Побледневшая Люся и шприц из рук выронила.

– Да что вы, тетя Аня? Как можно так? Вы еще выздоровеете...

Заплакала Анна Матвеевна и ничего не сказала ей. Подумала: значит, опять терпеть... Долго ли?

Однажды, приходя в сознание, заранее страшась ожидающей ее боли, Анна Матвеевна услышала неясное бормотание рядом с собой и, не открывая глаз, с трудом разобрала слова:

«... сойди с креста. Подобно и первосвященники с книжниками и старейшинами и фарисеями, насмехаясь, говорили: Других спасал, а Себя Самого не может спасти. Если он Царь Израилев, пусть теперь сойдет с креста, и уверуем в Него...»

Анна Матвеевна поняла, что читают Библию, – но кто и зачем? Она открыла глаза, увидела желтый полумрак и огромную колеблющуюся тень чьей-то головы на стене, но тот, кто читал, сидел где-то позади ее, невидимый, и она слышала:

«Также и разбойники, распятые с Ним, поносили Его. От шестаго же часа тьма была по всей земле до часа девятаго. А около девятаго часа возопил Иисус громким голосом: Или, Или лама савахфани? То есть: Боже Мой, Боже Мой! для чего Ты Меня оставил? Некоторые из стоявших там, слыша это, говорили: «Илию зовет Он. И тотчас побежал один из них, взял губку, наполнил уксусом и, наложив на трость, давал Ему пить. А другие говорили: постой; посмотрим, прийдет ли Илия спасти Его. Иисус же, опять возопив громким голосом, испустил дух...»

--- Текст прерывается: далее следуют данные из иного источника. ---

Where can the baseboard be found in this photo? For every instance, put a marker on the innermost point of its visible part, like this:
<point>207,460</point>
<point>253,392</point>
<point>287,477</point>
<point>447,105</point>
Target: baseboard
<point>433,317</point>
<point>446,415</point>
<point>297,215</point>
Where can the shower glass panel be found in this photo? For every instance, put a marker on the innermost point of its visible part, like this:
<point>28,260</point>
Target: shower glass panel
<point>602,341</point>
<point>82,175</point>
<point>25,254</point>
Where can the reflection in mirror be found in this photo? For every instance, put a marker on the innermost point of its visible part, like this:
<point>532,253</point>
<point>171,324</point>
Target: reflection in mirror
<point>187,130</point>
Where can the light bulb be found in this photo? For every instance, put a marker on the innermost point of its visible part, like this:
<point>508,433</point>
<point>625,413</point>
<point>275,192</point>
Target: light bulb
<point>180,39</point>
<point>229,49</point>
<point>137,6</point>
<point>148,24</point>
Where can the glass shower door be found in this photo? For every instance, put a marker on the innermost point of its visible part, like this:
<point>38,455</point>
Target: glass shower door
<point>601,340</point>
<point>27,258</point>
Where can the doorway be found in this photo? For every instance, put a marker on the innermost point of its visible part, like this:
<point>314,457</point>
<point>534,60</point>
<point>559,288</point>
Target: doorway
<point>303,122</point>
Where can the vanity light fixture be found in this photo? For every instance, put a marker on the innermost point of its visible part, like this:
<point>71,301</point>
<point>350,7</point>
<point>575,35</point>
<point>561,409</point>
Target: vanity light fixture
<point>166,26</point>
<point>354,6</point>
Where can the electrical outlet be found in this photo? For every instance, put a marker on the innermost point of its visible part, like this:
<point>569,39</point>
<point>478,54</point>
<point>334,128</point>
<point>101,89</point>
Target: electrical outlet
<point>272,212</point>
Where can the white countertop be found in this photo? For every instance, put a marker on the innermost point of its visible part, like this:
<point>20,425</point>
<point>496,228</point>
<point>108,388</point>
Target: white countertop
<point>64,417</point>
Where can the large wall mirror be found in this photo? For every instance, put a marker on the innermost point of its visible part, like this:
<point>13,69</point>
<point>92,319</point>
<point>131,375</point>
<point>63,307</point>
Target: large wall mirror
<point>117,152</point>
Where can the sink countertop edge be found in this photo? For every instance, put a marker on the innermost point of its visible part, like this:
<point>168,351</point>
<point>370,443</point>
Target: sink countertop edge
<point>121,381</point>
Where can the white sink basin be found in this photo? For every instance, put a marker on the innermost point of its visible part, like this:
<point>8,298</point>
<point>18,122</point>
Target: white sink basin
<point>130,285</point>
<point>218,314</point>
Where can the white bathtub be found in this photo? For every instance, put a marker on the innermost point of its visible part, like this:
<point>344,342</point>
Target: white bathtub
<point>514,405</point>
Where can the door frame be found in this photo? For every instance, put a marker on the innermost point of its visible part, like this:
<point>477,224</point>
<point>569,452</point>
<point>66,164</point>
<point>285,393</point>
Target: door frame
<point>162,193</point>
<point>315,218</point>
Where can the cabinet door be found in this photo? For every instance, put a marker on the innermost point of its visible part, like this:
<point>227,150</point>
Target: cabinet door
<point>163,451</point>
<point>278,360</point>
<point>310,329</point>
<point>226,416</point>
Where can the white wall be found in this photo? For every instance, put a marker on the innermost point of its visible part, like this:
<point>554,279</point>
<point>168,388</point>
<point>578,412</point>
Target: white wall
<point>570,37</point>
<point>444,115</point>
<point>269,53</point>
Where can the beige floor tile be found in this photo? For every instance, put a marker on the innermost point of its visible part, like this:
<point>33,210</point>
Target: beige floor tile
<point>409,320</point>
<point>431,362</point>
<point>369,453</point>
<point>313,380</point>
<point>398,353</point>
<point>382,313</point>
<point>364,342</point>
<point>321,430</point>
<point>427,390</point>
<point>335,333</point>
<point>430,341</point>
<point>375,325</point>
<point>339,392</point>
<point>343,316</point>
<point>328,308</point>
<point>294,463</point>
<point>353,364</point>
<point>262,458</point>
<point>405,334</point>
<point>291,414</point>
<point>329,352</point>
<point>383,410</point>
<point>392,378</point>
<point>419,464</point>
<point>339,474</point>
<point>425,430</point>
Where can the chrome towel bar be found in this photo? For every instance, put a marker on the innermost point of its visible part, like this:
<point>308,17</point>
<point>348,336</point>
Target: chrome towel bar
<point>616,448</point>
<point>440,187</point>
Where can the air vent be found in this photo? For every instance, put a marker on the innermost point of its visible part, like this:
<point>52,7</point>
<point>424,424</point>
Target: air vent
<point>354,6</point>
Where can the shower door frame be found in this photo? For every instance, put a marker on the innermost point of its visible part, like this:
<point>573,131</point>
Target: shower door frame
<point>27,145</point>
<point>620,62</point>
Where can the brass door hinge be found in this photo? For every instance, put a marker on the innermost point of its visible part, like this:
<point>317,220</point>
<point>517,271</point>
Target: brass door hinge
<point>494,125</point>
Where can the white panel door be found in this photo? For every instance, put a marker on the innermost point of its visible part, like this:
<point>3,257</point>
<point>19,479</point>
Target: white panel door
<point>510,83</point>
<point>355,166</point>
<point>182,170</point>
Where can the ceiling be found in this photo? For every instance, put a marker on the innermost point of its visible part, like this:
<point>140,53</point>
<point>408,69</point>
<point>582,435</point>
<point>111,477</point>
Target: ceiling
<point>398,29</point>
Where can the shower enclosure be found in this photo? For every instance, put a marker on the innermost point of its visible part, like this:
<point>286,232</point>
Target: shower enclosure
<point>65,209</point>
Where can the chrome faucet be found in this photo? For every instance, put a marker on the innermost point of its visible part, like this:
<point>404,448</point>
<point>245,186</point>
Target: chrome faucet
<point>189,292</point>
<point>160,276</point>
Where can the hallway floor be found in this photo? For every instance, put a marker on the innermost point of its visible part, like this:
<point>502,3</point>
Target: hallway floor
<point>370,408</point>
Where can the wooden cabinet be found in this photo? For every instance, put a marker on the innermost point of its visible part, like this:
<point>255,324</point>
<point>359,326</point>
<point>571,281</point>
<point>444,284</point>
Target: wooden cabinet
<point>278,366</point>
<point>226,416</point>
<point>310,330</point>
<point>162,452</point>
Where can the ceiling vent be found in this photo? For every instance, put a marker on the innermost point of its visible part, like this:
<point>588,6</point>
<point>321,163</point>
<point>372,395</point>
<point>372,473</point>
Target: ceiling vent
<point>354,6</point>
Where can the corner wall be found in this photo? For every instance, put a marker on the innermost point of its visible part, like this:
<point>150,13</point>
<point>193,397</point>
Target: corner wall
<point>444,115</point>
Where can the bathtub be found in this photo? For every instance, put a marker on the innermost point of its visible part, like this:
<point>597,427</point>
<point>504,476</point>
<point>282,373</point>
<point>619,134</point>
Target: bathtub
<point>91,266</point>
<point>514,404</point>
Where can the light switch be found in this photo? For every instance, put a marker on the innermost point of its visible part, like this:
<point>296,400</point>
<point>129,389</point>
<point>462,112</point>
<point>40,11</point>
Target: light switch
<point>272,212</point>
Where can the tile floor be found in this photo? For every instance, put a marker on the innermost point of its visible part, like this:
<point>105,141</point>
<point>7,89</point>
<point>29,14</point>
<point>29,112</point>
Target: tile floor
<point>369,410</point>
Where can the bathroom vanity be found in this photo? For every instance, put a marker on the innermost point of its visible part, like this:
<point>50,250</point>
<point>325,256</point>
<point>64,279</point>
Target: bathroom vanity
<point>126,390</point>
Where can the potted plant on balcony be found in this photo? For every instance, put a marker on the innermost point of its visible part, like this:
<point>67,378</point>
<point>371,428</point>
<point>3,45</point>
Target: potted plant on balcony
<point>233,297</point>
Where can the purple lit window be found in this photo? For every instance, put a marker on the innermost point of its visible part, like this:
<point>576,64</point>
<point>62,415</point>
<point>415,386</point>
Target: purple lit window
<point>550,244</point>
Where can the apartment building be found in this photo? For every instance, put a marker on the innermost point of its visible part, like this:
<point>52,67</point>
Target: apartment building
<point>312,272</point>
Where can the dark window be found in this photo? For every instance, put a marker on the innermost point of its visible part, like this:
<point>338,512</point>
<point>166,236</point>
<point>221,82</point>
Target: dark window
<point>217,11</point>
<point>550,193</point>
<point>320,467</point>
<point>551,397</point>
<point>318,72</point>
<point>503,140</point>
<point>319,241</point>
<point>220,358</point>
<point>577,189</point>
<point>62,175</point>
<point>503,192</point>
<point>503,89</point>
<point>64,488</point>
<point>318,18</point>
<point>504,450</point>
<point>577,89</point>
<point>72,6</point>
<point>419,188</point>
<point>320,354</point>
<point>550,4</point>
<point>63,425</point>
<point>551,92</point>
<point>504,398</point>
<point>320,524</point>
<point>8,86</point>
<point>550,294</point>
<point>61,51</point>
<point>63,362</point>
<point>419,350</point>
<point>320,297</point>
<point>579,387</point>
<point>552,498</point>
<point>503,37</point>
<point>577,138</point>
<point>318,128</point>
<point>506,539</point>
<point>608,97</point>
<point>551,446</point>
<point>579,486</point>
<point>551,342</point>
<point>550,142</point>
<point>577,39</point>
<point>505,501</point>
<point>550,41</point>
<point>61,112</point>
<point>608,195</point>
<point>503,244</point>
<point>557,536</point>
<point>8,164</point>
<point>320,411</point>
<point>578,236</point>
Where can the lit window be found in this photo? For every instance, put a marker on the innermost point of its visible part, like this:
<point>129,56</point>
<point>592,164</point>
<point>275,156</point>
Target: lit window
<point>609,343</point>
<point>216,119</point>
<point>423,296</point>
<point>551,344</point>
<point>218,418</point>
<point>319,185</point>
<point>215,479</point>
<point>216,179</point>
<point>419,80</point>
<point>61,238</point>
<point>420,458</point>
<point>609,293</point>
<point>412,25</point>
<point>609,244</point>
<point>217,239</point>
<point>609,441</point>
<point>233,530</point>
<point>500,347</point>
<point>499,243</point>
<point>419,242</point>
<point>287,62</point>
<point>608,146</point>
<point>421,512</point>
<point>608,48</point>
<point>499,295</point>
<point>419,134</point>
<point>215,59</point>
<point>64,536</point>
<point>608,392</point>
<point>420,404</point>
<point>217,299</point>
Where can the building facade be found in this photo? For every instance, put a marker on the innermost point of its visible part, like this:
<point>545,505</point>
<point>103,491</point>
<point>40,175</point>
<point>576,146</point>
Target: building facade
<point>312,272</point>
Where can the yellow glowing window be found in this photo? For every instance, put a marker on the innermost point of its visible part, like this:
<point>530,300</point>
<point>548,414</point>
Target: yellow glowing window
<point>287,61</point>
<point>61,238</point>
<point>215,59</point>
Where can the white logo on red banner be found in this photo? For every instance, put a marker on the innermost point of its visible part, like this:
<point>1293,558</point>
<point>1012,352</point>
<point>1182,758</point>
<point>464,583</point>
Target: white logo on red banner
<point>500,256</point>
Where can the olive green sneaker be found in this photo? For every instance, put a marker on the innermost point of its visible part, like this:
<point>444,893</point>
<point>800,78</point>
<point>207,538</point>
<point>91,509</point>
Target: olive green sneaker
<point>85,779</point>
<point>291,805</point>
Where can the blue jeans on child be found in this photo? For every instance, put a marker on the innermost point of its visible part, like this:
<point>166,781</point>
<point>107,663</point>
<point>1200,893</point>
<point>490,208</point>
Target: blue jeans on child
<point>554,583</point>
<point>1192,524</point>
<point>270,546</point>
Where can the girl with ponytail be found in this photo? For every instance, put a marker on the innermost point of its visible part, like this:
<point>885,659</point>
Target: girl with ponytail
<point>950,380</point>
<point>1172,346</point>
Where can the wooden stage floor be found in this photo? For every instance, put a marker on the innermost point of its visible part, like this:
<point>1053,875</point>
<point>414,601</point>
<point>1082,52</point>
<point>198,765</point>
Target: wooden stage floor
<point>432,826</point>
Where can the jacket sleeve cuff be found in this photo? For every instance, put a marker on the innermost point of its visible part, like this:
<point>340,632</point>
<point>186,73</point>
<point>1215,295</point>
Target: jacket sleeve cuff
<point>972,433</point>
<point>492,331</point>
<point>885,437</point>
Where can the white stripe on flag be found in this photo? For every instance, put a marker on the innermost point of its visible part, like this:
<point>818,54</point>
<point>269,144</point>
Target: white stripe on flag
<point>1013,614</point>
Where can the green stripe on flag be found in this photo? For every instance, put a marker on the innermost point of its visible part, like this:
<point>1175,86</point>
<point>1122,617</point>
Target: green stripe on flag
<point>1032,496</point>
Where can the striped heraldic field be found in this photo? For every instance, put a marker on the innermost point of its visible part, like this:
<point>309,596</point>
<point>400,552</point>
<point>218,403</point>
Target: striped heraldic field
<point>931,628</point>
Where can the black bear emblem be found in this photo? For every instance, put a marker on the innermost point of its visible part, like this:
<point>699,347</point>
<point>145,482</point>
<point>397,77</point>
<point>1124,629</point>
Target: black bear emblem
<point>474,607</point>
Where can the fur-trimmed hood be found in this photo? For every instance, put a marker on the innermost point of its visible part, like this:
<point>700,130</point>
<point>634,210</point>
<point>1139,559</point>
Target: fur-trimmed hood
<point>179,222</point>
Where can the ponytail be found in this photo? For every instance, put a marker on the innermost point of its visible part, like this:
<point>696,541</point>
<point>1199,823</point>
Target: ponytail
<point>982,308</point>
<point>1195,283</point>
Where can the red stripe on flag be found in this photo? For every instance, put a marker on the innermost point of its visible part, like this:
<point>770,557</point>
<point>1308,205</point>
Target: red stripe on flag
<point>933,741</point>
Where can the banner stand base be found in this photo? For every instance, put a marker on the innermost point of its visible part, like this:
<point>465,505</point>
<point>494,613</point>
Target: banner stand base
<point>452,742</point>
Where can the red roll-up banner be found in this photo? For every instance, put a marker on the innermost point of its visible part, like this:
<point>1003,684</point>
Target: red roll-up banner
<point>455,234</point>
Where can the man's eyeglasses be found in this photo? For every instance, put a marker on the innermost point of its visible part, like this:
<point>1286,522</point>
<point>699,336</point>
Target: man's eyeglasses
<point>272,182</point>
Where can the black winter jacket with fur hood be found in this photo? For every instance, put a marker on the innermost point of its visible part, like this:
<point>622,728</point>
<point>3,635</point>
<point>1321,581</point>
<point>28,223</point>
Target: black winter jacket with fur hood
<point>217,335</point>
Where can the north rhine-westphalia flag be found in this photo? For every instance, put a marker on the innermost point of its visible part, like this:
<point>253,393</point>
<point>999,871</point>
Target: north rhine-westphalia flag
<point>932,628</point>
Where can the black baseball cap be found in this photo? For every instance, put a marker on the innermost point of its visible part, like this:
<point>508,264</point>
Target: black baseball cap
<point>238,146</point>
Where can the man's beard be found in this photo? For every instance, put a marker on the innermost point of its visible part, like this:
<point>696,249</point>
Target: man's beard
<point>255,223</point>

«Испустил дух» – эхом отозвалось внутри Анны Матвеевны, и это эхо вдруг стало шириться, стремительно расти, стало надеждой, радостным ожиданием – значит, настал и ее конец, долгожданный час девятый, избавление от боли и бессмысленного существования – иначе зачем этот невидимый голос читает ей о смерти Христа? И с радостным умилением слушала она:

«И вот, завеса в храме раздралась надвое, с верху донизу; и земля потряслась; и камни разселись; И гробы отверзлись; и многия тела усопших святых воскресли; И, вышедши из гробов по воскресении Его, вошли во святый град и явились многим...»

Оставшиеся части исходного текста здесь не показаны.